Este texto tem por objetivo proceder à análise técnica do dispositivo legal, bem como comparando-o com os ordenamentos jurídicos da Espanha e da Alemanha. Para tanto, serão observadas as peculiaridades de cada regime, evidenciando suas convergências e divergências no trato do crime de espionagem, com especial ênfase na proteção da soberania estatal e da ordem democrática.

Contexto da criação da Lei 14.197/2021

A legislação foi discutida em um momento de crescente preocupação com ataques à democracia e ao Estado semocrático de Direito, e sua aprovação marcou o fim da Lei de Segurança Nacional (Lei nº 7.170/1983), que era considerada obsoleta, pois havia sido promulgada durante o regime militar. O artigo 1º da Lei 14.197/2021 estabelece:

“Esta Lei altera o Decreto-Lei nº 2.848, de 7 de dezembro de 1940 (Código Penal), para revogar a Lei de Segurança Nacional, instituir os crimes contra o Estado Democrático de Direito e incluir, no Código Penal, os crimes de atentado à soberania nacional, de espionagem e de insurreição.”

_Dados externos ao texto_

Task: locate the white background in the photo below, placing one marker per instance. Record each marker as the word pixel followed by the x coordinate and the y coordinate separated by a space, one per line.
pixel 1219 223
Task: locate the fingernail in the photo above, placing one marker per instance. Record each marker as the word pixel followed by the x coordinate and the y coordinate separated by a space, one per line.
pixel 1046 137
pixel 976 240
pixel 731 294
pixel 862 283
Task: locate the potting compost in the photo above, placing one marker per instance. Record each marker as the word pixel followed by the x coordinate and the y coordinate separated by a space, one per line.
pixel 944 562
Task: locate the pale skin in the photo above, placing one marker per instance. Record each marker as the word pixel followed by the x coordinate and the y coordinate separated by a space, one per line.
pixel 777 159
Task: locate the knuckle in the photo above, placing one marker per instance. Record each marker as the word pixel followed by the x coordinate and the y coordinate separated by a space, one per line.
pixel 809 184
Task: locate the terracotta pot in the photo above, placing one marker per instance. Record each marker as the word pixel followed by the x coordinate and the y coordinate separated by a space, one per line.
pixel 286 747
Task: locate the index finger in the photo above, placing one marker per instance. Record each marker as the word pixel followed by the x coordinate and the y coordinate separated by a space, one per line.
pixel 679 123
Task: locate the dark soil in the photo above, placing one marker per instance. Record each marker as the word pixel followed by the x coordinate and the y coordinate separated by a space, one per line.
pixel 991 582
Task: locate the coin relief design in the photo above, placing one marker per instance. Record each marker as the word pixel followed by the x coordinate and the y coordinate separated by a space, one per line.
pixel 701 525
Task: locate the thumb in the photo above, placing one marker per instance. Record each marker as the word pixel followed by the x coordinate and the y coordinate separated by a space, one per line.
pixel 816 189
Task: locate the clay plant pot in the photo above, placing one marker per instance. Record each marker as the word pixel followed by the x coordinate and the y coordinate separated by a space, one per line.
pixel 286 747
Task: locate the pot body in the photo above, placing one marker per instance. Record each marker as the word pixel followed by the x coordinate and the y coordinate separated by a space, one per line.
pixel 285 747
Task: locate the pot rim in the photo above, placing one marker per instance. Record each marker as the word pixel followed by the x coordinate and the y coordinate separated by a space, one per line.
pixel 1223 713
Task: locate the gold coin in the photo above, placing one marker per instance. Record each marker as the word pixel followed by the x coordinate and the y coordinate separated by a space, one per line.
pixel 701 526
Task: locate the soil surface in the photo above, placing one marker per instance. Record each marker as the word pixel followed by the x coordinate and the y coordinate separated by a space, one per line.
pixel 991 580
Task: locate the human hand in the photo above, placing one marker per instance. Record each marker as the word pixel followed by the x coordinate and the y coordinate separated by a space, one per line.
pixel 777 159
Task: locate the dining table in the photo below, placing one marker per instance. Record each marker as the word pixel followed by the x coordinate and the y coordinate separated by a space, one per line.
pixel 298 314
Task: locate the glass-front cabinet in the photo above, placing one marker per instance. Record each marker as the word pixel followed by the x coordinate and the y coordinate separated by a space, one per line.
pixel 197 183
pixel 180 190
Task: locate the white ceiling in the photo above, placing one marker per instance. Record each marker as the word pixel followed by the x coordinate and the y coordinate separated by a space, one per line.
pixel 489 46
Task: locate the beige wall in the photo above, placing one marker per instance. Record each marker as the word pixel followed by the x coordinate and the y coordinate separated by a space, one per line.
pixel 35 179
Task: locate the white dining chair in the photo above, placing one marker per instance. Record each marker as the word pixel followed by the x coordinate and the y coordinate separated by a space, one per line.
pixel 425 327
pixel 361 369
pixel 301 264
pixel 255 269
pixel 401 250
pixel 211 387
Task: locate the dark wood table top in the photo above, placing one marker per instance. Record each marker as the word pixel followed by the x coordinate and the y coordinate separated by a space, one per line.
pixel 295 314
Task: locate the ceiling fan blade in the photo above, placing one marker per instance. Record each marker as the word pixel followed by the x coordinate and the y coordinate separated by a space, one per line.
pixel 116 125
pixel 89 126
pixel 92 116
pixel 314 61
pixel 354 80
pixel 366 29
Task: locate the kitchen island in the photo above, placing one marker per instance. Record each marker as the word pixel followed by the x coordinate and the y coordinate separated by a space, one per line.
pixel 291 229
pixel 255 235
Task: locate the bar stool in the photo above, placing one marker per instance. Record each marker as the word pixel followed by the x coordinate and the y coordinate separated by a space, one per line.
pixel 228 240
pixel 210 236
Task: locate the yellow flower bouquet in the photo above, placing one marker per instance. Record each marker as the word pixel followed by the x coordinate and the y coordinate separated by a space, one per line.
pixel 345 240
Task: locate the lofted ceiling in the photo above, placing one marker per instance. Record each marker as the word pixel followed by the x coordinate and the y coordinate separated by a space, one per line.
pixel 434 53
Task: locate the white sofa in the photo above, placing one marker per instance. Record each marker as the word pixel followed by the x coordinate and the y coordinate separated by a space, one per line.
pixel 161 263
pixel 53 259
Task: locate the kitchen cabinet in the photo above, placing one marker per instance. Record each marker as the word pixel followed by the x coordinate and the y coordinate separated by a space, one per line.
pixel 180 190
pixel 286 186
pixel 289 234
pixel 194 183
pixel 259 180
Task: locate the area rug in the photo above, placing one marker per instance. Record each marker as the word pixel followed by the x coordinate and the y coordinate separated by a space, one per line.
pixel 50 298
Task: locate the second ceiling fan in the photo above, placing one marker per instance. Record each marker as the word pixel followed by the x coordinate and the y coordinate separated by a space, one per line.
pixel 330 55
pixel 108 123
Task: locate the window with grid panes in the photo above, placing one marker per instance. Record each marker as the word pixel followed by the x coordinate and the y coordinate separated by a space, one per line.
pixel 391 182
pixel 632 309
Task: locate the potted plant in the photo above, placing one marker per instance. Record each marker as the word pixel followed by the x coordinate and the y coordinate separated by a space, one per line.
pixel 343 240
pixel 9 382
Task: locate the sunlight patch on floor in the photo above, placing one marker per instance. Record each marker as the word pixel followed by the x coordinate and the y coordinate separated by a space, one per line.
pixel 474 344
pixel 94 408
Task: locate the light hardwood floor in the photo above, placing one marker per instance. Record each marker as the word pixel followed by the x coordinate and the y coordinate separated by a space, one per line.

A Lei nº 14.197/2021 foi promulgada em um contexto de intensos debates acerca da necessidade de proteger o Estado contra novas modalidades de ameaça, particularmente no ambiente digital. A inserção do artigo 359-K no Código Penal refletiu a adequação do Brasil às legislações internacionais que visam fortalecer a segurança cibernética, bem como a proteção contra atividades de espionagem e ataques à ordem democrática.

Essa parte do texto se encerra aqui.